Fatimi’s crop has withered from a climate crisis, adding to fears of supply shortages sparked by the crisis in Ukraine as Syria grapples with record-high rates of food insecurity.

“For the second year in a row, we face drought,” Fatimi, 85, told AFP at his parched plot.

“We haven’t even harvested enough this year to secure our own supply of bread. Our losses are in the millions,” he said.

Syria is among the countries most vulnerable and poorly prepared for climate change, which is forecast to worsen, posing a further threat to the wheat harvests that are an essential income source for a war-battered population.

The trend is most evident in Syria’s once-fertile northeast where wheat fields are drying to a crisp because of severe drought and low rainfall, challenges also faced by Iraq and other neighboring countries.

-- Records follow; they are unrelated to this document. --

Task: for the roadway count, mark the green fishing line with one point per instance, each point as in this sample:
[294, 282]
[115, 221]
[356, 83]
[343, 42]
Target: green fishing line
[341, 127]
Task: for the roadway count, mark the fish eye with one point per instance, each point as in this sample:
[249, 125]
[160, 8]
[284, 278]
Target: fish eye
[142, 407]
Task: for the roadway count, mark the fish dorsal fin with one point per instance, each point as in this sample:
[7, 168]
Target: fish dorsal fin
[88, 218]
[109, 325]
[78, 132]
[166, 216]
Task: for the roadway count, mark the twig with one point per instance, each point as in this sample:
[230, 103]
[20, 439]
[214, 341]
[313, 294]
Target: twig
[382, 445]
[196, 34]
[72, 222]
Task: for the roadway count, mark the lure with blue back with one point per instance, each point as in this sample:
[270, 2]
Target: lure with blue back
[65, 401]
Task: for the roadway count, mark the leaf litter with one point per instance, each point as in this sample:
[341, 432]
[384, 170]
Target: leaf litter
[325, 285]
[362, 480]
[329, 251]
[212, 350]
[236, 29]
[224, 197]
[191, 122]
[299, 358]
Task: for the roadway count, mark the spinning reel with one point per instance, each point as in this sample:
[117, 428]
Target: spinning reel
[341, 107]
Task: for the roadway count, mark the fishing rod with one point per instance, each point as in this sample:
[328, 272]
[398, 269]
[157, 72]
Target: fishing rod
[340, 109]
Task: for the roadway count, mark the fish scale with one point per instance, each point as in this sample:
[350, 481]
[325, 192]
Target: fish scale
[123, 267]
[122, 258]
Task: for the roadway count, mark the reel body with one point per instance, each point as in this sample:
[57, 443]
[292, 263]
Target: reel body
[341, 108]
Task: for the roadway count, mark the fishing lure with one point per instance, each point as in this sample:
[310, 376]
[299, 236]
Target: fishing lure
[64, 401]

In Umm Hajrah, a village northeast of Hasakeh city, Fatimi meandered through a wheat field dotted with sheep munching on the crops.

“It’s just straw. There’s no seeds,” he said after pulling up a stunted stalk.

Trucks used to queue to ferry bags of Fatimi’s wheat to granaries, but now he largely relies on income from other farmers who use his field to graze their animals.

“I feel sorry when I see the sheep eating from the field,” he said.

Syria’s wheat production averaged 4.1 million tons in years prior to its war, which erupted in 2011 after the repression of anti-government protests. Years of subsequent fighting have left around half a million people dead and displaced millions.

Before the war, Syria’s wheat production was enough to meet local demand. Harvests then plunged to record lows, leading to increased dependence on imports especially from government-ally Russia.

Those shipments have continued since Russia’s February military operation in Ukraine but the conflict in Kyiv has sparked fears of a supply crisis as wheat fields shrivel.

Hotter and hotter

Northeast Syria is about 0.8 C hotter today than it was 100 years ago with a decreased mean rainfall of about 18 millimeters per month over the same period, according to a report released in April by iMMAP, a data-focused nonprofit organization based in Washington.

By 2050, temperatures are expected to be at least 2 C higher while precipitation falls by 11 percent, iMMAP said.

The United Nations’ Food and Agriculture Organization said that the 210,000 tons of wheat grain produced in Hasakeh province during the 2020-21 winter cropping season were only 26 percent of the previous year.

The low harvest came with an estimated 60 percent of Syria’s population food-insecure, according to the UN, and prompted Salman Mohammed Barko to turn his wheat plot into a grazing ground as Fatimi did.

But the money he makes doesn’t even cover what he paid to plant the area.

“Climate change has affected us as farmers, with water scarcity, poor production, less rainfall and weather changes” posing a great challenge, said Barko, 55.

Local authorities are trying to support farmers, despite a lack of resources to confront an agricultural crisis compounded by inflation and shortages of fuel and water.

The semi-autonomous Kurdish administration helped irrigate 300,000 hectares of land and offered farmers subsidized seeds and fuel in response to 2022’s drought, agriculture official Laila Mohammed said.

“Climate conditions have affected the production and quality” of wheat crops, she said, explaining that a decline in output is also due to an exodus of farmers during Syria’s war.

Adding to water shortages, Turkish-backed groups on the border with Turkey have been building dams on the Khabour river that serves as a lifeline for communities downstream in Kurdish-dominated areas, according to Dutch peace-building organization PAX.

For Syrian farmer Musa Mohammed, the Kurdish administration isn’t doing enough to help. 

It buys a kilogram of wheat from farmers for 2,200 Syrian pounds (about 56 cents), which according to him is insufficient.

“This price doesn’t compensate us for our expenses. It should have been set at 3,000 at least,” said Mohammed, who because of low rainfall – and soaring fuel costs – has had to pay more than usual for irrigation.

The 55-year-old planted 10 hectares of wheat this season.

“Farmers are completely dependent on seasonal harvests, but the season is weak this year due to weather conditions, lack of rain, high prices and climate change,” Mohammed said.